DESCRIPTION OF SYMBOLS 1 Electronic component mounting apparatus 7 Mounting head body 15 Adsorption nozzle 16 Mounting head 20 Nozzle support body 21 Nozzle body 22 Nozzle shaft body 27 Spring 28 Protection cylinder body

Claims (4)

  In an electronic component mounting apparatus that includes a mounting head in which a plurality of suction nozzles are arranged in parallel and mounts an electronic component taken out from the component supply device by the suction nozzle onto a printed circuit board, the suction nozzles in the raised state are lowered. A spring that is energized so as to be wound around each of the suction nozzles, and a protective cylinder that protects the springs from being exposed to the outside even when the suction nozzle is raised or lowered. A characteristic electronic component mounting device.   In an electronic component mounting apparatus that includes a mounting head in which a plurality of suction nozzles are arranged in parallel and mounts an electronic component taken out from the component supply device by the suction nozzle on a printed circuit board. The suction nozzle is provided at the lower end of each nozzle shaft in which a vacuum passage is formed, and a spring for energizing the suction nozzle to be lowered is wound around the nozzle shaft.
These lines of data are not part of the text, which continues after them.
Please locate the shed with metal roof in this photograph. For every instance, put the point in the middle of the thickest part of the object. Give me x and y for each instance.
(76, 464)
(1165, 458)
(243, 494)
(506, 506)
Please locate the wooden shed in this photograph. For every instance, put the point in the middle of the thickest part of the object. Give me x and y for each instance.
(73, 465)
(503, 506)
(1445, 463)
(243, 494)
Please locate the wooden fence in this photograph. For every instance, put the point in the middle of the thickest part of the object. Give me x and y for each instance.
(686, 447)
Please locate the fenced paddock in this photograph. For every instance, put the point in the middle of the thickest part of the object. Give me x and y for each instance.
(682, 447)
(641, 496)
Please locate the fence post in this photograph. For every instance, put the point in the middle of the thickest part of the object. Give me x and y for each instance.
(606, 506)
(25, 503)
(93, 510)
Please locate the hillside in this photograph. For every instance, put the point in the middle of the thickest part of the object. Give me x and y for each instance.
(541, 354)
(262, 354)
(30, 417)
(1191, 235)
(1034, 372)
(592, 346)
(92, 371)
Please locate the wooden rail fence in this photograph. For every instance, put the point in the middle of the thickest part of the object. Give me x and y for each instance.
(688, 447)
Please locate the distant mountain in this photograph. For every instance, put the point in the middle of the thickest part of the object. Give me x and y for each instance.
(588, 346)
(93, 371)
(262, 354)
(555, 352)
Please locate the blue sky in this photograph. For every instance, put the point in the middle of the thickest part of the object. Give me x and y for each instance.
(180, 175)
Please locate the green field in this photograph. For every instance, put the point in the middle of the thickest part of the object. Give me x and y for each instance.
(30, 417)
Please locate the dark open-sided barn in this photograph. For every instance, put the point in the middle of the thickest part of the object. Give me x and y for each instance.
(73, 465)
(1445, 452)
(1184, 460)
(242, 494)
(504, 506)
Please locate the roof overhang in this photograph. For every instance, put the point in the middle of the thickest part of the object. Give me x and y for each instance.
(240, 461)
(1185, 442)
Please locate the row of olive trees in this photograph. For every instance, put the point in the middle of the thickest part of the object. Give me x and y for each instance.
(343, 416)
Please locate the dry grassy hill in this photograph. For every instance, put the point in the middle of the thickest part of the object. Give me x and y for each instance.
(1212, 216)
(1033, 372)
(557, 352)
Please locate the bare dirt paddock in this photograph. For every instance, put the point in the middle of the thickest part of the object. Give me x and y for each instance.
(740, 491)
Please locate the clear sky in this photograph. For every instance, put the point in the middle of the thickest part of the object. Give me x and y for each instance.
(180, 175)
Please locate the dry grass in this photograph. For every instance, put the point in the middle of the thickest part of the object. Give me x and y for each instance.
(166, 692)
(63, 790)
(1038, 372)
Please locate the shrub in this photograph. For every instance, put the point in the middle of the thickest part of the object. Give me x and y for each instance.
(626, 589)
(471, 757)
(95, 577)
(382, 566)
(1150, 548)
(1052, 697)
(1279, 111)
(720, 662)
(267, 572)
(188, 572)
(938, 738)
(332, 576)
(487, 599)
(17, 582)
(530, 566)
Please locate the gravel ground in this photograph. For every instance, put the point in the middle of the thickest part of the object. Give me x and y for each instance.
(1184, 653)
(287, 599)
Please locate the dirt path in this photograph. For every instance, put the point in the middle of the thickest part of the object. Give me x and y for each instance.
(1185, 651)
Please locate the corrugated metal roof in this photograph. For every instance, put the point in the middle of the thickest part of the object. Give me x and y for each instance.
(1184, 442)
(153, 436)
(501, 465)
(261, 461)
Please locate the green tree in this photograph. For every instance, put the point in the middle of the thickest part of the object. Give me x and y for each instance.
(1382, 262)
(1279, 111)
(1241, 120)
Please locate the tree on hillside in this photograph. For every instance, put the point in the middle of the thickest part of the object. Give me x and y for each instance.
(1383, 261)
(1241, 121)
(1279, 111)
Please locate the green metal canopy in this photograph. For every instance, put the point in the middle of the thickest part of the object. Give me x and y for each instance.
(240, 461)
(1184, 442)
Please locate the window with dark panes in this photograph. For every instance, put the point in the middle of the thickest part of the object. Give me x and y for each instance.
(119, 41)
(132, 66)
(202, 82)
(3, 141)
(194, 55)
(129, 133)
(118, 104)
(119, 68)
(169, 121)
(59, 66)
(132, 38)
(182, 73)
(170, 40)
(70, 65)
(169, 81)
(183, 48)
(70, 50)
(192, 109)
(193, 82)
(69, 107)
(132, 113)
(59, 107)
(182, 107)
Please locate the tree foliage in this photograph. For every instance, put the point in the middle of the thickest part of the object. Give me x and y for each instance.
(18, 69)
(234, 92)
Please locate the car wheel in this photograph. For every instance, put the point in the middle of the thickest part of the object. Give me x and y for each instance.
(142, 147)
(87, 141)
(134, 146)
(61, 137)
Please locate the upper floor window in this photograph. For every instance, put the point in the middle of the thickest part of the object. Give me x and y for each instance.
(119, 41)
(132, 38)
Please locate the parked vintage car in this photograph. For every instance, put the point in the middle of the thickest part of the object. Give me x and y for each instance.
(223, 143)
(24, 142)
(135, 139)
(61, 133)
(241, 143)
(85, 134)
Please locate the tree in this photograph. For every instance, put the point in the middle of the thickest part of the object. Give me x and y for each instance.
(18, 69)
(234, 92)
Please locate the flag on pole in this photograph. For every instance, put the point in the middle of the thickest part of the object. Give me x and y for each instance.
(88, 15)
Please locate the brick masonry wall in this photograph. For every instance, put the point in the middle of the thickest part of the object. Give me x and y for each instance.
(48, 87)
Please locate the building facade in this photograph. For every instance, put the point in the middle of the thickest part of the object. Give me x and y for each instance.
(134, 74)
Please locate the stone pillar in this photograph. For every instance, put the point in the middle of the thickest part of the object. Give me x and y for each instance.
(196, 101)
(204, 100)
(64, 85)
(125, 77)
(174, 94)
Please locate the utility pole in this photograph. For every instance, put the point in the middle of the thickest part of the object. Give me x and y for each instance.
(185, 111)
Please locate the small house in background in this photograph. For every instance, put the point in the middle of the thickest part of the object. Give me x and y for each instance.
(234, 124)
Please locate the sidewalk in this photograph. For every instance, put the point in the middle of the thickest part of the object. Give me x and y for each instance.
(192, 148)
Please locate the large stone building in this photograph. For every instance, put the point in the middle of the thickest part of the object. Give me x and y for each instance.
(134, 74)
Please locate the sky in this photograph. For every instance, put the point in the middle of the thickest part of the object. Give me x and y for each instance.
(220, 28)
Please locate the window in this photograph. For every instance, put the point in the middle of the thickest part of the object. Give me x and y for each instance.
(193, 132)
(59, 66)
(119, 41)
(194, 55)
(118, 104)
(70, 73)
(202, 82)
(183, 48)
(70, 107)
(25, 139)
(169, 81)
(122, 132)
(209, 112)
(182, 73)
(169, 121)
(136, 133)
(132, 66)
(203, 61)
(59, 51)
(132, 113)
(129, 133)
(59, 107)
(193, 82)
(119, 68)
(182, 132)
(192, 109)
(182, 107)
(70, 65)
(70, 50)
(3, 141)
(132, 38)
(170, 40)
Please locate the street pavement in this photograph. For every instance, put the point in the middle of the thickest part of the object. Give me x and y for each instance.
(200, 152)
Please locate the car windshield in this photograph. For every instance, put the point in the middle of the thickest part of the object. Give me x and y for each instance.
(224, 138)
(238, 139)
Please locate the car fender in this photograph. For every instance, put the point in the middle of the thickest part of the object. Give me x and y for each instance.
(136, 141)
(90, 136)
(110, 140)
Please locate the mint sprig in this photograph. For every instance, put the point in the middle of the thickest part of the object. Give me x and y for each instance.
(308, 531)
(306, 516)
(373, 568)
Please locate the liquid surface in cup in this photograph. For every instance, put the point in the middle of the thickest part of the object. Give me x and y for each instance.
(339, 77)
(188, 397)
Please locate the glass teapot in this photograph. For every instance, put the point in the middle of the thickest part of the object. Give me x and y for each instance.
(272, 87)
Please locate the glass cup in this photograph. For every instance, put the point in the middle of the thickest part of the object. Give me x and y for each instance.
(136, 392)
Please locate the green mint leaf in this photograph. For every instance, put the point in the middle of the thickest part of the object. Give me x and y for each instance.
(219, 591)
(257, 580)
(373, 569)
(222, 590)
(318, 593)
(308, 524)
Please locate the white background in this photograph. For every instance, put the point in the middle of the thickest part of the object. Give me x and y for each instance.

An electronic component mounting apparatus comprising a protective cylinder for protecting the springs from being exposed to the outside even when the nozzle shaft and the suction nozzle are moved up and down.   In an electronic component mounting apparatus that includes a mounting head having a plurality of suction nozzles arranged side by side and mounts an electronic component taken out from the component supply device by the suction nozzle onto a printed circuit board, the suction nozzles in the raised state are lowered. An electronic component mounting apparatus comprising: a spring that is energized so as to wind around each of the suction nozzles, and the springs are housed in a protective cylinder.   In an electronic component mounting apparatus that includes a mounting head in which a plurality of suction nozzles are arranged in parallel and mounts an electronic component taken out from the component supply device by the suction nozzle on a printed circuit board. The suction nozzle is provided at the lower end of each nozzle shaft in which a vacuum passage is formed, and a spring for energizing the suction nozzle to be lowered is wound around the nozzle shaft. An electronic component mounting apparatus, wherein each of the springs is housed in a protective cylinder.